From a valuation perspective we can see below some indicative long-term returns that the two indexes are offering equity owners currently. A CAPE of 19x, which is historically about 20% above average, offers equity holders a small to slightly negative real return over the long term. Contrastingly, a CAPE of 12x offers very attractive long term equity returns — in fact, as the chart shows, they have only presented as negative on the rarest of occasions, often compounding at 10-15% annualized.1780464943.jpg


In summary, if we were to use history as our guide, then European indexes are priced to provide long-term attractive returns even if we enter a global recession in the next 12 months. If we were to muddle through or better, then I think those returns would come much larger and much faster. It’s also worth emphasizing that these are index returns, and we have already mentioned that Europe is an area where alpha is easier to come by than most.


See below the GMO Seven-Year Asset Class Forecasts which provide further evidence to this effect:


1653128599.jpg


The difference in prospective long-term returns between the two large economic blocs is so great that euro bears could even go as far as to hedge the currency without too great a detriment to their expected outperformance. This is the approach which I am taking in my portfolio as it helps me sleep at night!


Implementation


1) Avoid the financials. Do not touch the banks. If Italy takes a haircut they all blow up.


2) It would be easy enough to build a diversified basket of the global franchises I talked about with an average yield well in excess of 4% which are all trading on sub-12x this year's earnings. That would include names like Total S.A, ENI, France Telecom, KPN Telecom, Tesco, Deutsche Telekom, Novartis, Roche, Groupe Bruxelles Lambert, Imperial Tobacco, Deutsche Post. This strategy is boring, but the revenues and earnings lack cyclicality, and the dividends are relatively secure.
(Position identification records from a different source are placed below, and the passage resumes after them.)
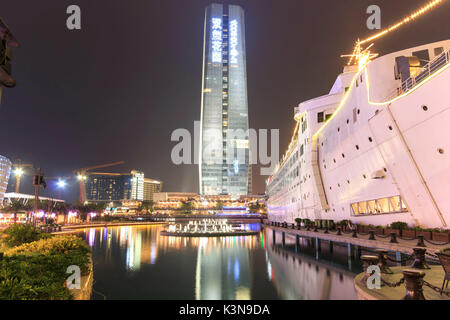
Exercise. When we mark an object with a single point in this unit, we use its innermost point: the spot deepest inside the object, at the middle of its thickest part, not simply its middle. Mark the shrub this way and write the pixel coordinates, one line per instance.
(399, 225)
(37, 270)
(19, 234)
(55, 245)
(38, 277)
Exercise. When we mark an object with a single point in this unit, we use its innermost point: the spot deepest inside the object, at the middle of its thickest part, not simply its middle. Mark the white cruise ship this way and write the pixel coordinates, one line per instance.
(376, 149)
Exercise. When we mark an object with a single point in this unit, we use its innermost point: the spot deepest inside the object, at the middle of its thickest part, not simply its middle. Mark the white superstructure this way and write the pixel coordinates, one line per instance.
(376, 149)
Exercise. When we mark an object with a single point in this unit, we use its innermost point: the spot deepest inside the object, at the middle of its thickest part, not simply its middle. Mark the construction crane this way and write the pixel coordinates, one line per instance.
(19, 171)
(83, 173)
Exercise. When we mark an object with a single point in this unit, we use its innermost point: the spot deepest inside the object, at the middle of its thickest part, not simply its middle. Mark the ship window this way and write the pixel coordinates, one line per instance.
(382, 205)
(379, 206)
(320, 117)
(395, 204)
(362, 207)
(438, 51)
(371, 207)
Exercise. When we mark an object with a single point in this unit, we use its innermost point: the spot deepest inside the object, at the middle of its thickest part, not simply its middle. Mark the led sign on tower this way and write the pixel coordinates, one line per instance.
(233, 41)
(216, 40)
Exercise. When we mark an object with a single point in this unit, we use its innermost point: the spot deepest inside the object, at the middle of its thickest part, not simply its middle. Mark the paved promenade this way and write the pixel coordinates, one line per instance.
(405, 246)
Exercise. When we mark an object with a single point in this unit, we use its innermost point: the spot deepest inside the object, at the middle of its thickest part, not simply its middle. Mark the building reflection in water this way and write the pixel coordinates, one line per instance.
(223, 268)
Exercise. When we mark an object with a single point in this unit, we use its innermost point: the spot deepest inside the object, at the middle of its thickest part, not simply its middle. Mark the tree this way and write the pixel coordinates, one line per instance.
(14, 207)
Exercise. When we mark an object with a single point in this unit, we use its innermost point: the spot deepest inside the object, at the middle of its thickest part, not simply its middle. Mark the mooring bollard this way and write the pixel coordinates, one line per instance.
(420, 242)
(414, 282)
(382, 261)
(419, 261)
(393, 237)
(367, 262)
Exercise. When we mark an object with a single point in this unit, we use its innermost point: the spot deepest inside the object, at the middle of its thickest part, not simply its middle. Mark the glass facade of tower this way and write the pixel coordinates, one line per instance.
(115, 186)
(224, 148)
(5, 171)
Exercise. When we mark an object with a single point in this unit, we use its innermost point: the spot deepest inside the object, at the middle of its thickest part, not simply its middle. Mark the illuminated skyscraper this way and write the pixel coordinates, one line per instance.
(224, 147)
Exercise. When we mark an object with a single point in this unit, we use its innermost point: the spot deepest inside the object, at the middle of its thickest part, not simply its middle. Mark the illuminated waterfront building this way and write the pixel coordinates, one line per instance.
(5, 171)
(110, 187)
(224, 147)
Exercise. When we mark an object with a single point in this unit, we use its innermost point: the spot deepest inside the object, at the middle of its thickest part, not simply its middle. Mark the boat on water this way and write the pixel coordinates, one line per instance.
(376, 148)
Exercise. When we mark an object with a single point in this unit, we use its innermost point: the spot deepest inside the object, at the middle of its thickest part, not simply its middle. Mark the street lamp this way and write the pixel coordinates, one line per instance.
(61, 184)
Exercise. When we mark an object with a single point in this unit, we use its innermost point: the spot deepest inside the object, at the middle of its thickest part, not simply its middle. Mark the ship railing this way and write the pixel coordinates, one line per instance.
(429, 69)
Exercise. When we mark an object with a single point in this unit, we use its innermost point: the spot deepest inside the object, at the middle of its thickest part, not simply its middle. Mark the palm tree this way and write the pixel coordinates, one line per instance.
(14, 207)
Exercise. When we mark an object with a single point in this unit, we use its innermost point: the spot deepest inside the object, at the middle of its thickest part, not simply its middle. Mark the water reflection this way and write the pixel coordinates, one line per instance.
(137, 263)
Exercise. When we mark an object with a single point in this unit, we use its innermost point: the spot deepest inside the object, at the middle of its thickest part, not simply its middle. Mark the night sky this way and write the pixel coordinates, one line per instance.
(116, 89)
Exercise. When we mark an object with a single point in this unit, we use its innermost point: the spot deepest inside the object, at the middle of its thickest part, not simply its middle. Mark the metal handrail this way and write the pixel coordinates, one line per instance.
(430, 68)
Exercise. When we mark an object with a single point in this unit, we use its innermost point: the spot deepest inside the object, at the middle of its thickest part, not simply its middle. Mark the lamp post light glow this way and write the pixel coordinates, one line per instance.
(61, 184)
(18, 172)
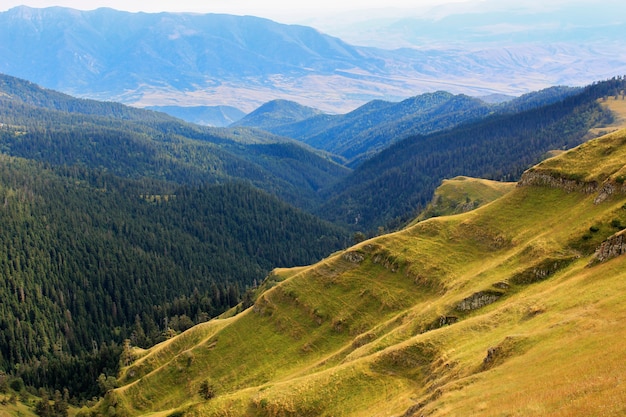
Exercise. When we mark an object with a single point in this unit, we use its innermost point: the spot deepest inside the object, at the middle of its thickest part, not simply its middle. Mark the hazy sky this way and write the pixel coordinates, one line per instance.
(273, 9)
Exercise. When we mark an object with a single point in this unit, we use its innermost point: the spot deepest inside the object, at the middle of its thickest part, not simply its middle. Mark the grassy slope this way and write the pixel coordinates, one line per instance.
(382, 329)
(461, 194)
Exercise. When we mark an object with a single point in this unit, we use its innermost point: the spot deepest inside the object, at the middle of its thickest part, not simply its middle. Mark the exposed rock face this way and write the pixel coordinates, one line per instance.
(478, 300)
(545, 179)
(354, 257)
(604, 191)
(612, 247)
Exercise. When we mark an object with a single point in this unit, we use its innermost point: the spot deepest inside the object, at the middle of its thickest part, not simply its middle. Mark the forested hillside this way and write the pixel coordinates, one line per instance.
(396, 184)
(49, 126)
(89, 258)
(367, 130)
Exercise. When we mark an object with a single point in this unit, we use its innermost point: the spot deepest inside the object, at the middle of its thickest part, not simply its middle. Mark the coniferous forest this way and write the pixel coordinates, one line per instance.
(118, 224)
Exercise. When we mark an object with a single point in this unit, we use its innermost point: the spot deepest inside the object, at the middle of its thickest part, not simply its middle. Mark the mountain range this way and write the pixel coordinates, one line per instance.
(124, 227)
(515, 308)
(189, 60)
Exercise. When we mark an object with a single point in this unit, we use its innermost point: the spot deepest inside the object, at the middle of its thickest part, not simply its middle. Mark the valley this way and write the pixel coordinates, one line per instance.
(493, 311)
(220, 215)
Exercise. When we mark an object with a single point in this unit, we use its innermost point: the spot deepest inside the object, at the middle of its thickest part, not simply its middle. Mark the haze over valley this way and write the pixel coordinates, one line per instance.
(320, 210)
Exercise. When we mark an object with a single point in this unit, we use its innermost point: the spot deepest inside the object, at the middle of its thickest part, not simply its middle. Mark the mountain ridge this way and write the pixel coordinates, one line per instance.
(165, 59)
(425, 319)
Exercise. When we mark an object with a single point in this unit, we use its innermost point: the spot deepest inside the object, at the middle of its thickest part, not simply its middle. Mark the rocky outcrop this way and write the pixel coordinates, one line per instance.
(612, 247)
(478, 300)
(353, 257)
(554, 180)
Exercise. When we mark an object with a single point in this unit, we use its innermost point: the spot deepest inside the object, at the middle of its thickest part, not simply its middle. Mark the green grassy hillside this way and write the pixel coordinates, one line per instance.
(510, 309)
(461, 194)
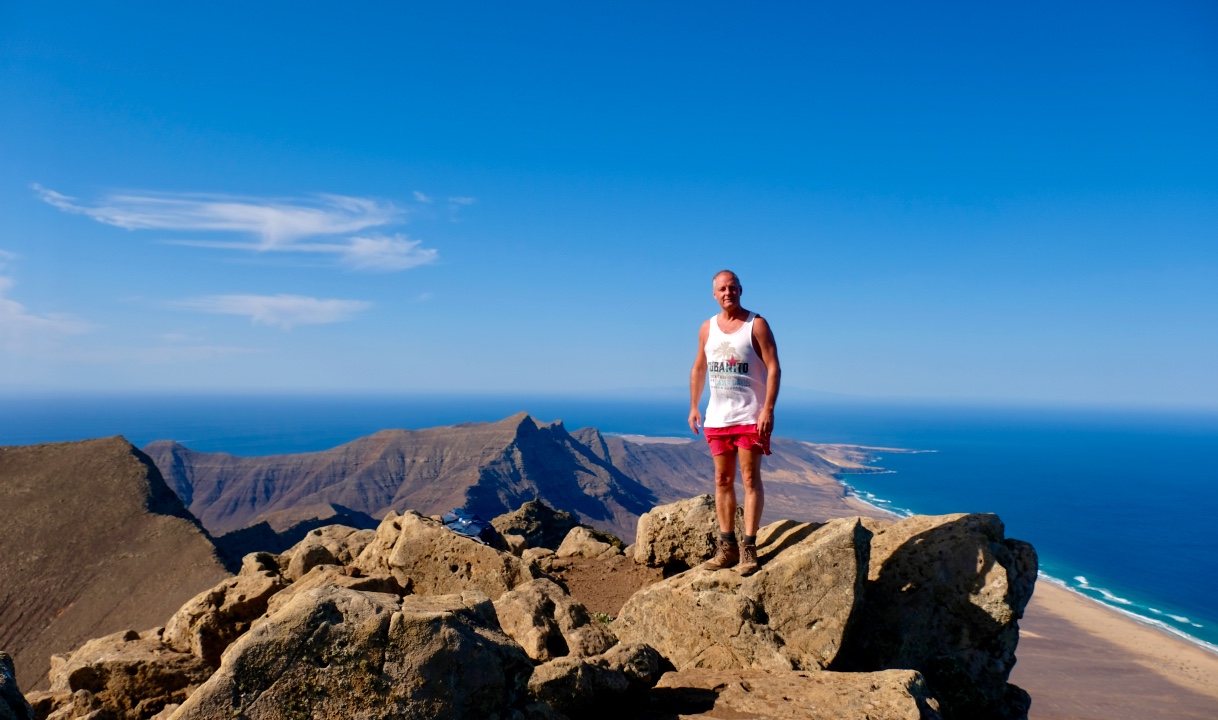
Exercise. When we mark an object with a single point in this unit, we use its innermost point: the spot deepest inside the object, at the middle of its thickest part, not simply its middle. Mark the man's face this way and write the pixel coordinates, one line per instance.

3) If one has the inclination they could go digging amongst the smaller companies for unique bargains or special situations. For example, the Greek market is down 90% top to bottom; that’s as bad as anything in the Great Depression. I’m sure there are some bargains in there! I have one or two smaller eurozone companies that I am monitoring, but again perhaps you’ll want to hedge the currency. I’ll add these at appropriate prices on top of the next idea which is already in the portfolio.


4) A fund – the easiest option. Personally, I have opted to add an initial small position in Ruffer European. The fund is the best performing in the eurozone over the last five years, yet despite this only has £220 million under management. My guess is that this is because they dare to “asset allocate” rather than just staying fully invested in equities the whole time. The fund currently sits about 30% in cash and index linkers with a further 3% in put option protection and almost all exposure hedged back to sterling. They have the size and flexibility to play in the small caps where true bargains may emerge, and they maintain the flexibility that has allowed Timothy Youngman to build the best track record in the sector.


5) Other ideas would be Senhouse European, a very disciplined, small fund which I think will provide excellent returns to investors who get on board at current levels and/or Cazenove European where I think Chris Rice has one of the best grasps on the euromacro environment. If you can get his commentary, read it!